What Is the Caracas Stock Exchange (BVC)?
The Caracas Stock Exchange (BVC), one of the smallest stock exchanges in Latin America, is located in the capital city of Venezuela.
Although the United Socialists of Venezuela have been the ruling party since 2010, some private ownership of property and businesses is permitted.
The exchange is known as the Bolsa de Valores de Caracas (BVC) in Spanish.
- The Caracas Stock Exchange, one of Latin America's smallest, lists some 60 stocks issued by Venezuelan companies.
- The IBC Index reflects the value of 11 Venezuelan stocks.
- Trades are priced in bolívar soberano, the national currency of Venezuela.
Understanding the Caracas Stock Exchange (BVC)
The Caracas Stock Exchange lists the stocks of about 60 companies.
The primary gauge of the value of companies traded on the Caracas Stock Exchange is the IBC Index, also referred to as the General Index, which consists of the stocks of 11 companies.
It is a capitalization-weighted index that tracks the value of the most frequently traded companies in Venezuela, including Banco Nacional de Crédito and Banco Provincial.
The Bolivar Soberano
All trading is in the bolívar soberano (VES), which has been the national currency since 2018, having replaced the bolívar fuerte, which had been rendered valueless by hyperinflation. As of July 10, 2021, the exchange rate was 3,256,602 bolívar soberano to one U.S. dollar.
The National Securities Commission is the Venezuelan regulatory body tasked with regulating the listing, sale, and trading of securities in Venezuela.
The trading day for equities at the Caracas Stock Exchange is broken up into three sessions. The pre-opening runs from 8:30 a.m. to 9:00 a.m.; the market session is from 9:00 a.m. to 1:00 p.m, and the post-closing runs from 1:00 p.m. to 1:30 p.m.
Fixed income securities are traded from 8:30 a,m, to 1:00 p,m.
The Caracas Stock Exchange and the Venezuelan Economy
The Caracas Stock Exchange traces its roots to 1805 when the country was still part of the Spanish Empire.
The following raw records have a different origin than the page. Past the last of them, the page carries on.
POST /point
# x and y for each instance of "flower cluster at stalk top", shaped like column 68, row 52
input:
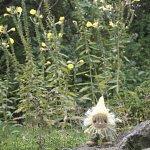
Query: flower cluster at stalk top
column 100, row 121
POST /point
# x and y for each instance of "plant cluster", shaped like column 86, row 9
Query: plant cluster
column 53, row 68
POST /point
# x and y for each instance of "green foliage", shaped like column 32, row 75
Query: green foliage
column 55, row 65
column 21, row 138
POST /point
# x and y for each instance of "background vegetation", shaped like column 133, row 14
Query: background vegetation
column 57, row 57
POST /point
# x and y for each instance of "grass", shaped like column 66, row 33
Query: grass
column 23, row 138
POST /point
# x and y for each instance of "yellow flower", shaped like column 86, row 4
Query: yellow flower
column 62, row 19
column 32, row 11
column 11, row 41
column 60, row 35
column 70, row 66
column 49, row 35
column 111, row 24
column 95, row 24
column 89, row 24
column 19, row 10
column 43, row 44
column 9, row 9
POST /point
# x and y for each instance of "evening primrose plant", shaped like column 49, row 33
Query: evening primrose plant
column 50, row 89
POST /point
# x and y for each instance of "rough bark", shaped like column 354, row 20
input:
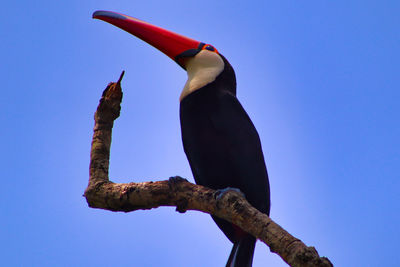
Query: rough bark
column 103, row 194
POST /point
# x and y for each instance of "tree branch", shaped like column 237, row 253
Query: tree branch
column 232, row 206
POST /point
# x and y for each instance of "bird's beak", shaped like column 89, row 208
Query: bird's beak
column 172, row 44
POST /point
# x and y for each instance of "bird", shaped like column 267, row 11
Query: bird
column 220, row 141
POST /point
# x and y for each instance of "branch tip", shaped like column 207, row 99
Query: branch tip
column 121, row 76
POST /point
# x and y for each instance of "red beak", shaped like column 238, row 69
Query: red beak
column 172, row 44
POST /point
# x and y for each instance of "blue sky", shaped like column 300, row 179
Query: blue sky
column 320, row 80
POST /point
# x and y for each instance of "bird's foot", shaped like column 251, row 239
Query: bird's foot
column 220, row 193
column 181, row 206
column 175, row 180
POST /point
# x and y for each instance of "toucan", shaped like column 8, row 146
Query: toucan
column 219, row 139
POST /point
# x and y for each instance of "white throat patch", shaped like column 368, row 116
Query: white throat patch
column 201, row 69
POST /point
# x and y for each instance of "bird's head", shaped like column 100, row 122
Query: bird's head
column 202, row 61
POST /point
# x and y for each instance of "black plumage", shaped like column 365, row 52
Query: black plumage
column 224, row 150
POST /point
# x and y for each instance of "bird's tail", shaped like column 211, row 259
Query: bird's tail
column 242, row 252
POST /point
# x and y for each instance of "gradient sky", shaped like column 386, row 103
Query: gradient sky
column 320, row 80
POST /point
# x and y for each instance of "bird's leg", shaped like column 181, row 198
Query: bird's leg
column 220, row 193
column 173, row 182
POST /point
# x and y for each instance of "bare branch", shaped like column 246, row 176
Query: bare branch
column 178, row 192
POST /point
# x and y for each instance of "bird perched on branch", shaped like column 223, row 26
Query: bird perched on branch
column 219, row 139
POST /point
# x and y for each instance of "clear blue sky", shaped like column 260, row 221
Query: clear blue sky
column 320, row 80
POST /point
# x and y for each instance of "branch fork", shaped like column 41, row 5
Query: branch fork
column 232, row 206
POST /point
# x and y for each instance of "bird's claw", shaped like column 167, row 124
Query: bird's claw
column 221, row 192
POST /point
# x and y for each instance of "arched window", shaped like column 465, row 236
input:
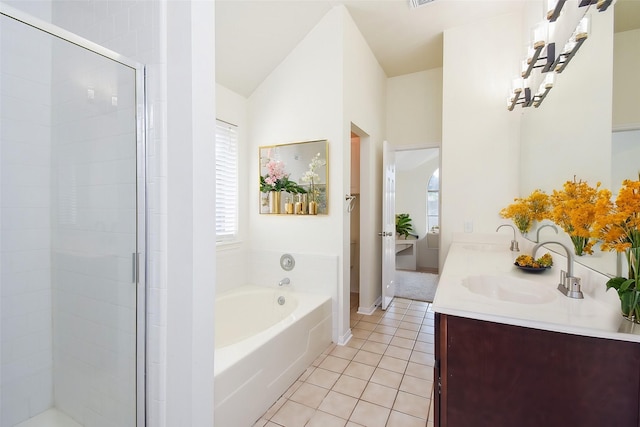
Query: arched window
column 433, row 201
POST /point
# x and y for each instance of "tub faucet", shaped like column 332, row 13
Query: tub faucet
column 284, row 281
column 514, row 243
column 543, row 226
column 569, row 285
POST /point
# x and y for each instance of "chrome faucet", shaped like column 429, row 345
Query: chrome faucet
column 284, row 281
column 543, row 226
column 569, row 285
column 514, row 243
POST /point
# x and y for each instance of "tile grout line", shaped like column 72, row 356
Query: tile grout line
column 424, row 308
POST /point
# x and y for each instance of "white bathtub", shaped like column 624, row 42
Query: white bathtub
column 262, row 347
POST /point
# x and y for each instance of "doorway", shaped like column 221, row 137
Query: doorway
column 418, row 195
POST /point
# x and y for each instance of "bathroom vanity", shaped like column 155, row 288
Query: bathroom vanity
column 511, row 350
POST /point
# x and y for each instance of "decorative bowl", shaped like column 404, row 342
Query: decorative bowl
column 529, row 269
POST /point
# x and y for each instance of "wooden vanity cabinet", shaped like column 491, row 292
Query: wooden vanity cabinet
column 496, row 375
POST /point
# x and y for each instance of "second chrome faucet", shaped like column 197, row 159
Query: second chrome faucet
column 569, row 284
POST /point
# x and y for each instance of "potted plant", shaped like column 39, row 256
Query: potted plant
column 618, row 225
column 403, row 225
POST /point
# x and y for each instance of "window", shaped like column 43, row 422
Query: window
column 226, row 181
column 433, row 201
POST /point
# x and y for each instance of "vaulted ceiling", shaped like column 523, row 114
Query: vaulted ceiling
column 254, row 36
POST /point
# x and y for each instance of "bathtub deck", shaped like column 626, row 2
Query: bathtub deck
column 382, row 378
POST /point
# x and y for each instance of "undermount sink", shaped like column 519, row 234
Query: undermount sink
column 512, row 289
column 484, row 247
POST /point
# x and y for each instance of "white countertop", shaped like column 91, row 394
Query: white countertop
column 597, row 315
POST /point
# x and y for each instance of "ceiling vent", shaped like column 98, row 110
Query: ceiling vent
column 418, row 3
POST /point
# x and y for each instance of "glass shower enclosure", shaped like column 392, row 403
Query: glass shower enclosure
column 72, row 229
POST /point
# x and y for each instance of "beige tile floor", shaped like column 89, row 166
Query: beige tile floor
column 382, row 378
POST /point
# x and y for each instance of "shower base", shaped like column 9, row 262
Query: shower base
column 50, row 418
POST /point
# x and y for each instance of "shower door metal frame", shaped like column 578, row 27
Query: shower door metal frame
column 140, row 265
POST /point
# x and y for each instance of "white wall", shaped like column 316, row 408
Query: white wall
column 300, row 101
column 626, row 92
column 328, row 81
column 26, row 359
column 364, row 101
column 576, row 113
column 414, row 109
column 480, row 150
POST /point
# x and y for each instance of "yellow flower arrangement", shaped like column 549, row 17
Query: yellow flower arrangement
column 574, row 209
column 526, row 210
column 618, row 226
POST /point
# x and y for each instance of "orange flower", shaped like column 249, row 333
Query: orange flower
column 618, row 223
column 525, row 210
column 574, row 209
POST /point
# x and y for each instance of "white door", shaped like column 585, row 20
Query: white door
column 389, row 225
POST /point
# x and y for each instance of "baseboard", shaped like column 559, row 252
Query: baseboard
column 370, row 310
column 344, row 339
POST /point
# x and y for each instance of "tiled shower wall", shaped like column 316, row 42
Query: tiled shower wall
column 25, row 267
column 67, row 218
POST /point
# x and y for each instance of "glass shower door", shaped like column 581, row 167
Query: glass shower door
column 70, row 237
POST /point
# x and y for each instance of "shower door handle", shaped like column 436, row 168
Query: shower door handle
column 136, row 266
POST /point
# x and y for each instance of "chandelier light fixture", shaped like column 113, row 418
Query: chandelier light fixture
column 564, row 26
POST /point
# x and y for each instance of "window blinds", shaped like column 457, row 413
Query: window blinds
column 226, row 181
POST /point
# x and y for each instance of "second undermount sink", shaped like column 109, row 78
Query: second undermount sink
column 484, row 247
column 511, row 289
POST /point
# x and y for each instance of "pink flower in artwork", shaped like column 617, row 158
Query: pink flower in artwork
column 275, row 173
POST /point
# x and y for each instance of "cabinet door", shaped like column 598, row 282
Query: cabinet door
column 502, row 375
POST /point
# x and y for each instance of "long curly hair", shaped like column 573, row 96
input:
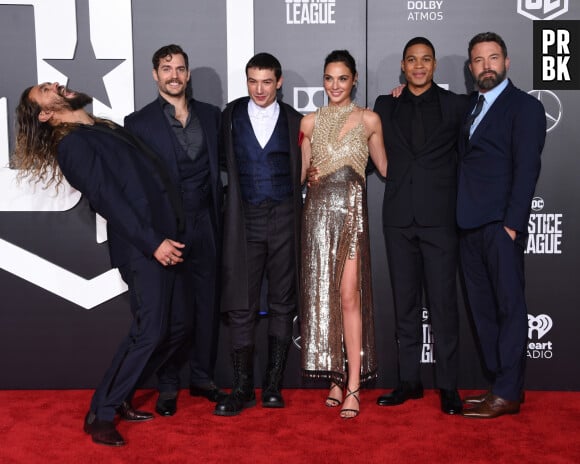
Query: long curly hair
column 36, row 144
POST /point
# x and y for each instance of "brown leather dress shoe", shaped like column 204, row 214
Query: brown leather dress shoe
column 126, row 412
column 492, row 407
column 102, row 432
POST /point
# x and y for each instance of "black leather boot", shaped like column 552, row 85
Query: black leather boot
column 243, row 394
column 277, row 355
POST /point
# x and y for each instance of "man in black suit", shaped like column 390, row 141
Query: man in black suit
column 420, row 132
column 184, row 132
column 261, row 229
column 498, row 169
column 126, row 183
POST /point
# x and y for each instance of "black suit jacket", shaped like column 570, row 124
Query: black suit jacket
column 500, row 164
column 123, row 186
column 234, row 269
column 151, row 125
column 421, row 187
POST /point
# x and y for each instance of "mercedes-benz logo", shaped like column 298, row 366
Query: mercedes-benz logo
column 552, row 106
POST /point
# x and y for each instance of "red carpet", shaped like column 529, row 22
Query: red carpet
column 46, row 427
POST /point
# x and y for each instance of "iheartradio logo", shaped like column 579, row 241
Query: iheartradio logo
column 540, row 324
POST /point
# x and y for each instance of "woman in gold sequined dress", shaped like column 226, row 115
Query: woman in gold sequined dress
column 337, row 310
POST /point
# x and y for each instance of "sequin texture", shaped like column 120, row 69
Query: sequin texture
column 334, row 229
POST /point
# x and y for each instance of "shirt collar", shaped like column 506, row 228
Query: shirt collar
column 426, row 96
column 255, row 111
column 164, row 103
column 491, row 95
That year, Don Bruno Abasolo y Don Fernando Key Muñoz founded a trading house in Caracas that evolved into the exchange that is still in existence today.
The institution known as the Caracas Stock Exchange was first registered in 1947 and consisted of 22 seats.
The Venezuelan economy is highly dependent on oil exports, as energy production contributes significantly to the country's gross domestic product. In fact, the U.S. Council on Foreign Relations terms Venezuela a "petrostate," and analyzes its spiraling economic and humanitarian crisis in those terms.
The oil sector is dominated by Petróleos de Venezuela, the state-owned oil and natural gas company founded in 1976 after the government nationalized the oil industry. The company provides the government of Venezuela with about half of its revenues, and the economic fortunes of most Venezuelans rise and fall based on the price of oil.
This dependence on oil was a key factor in the collapse of Venezuela's economy that began in 2015 with the decline in global oil prices.
The IBC Index declined 99.63% in the first half of 2021.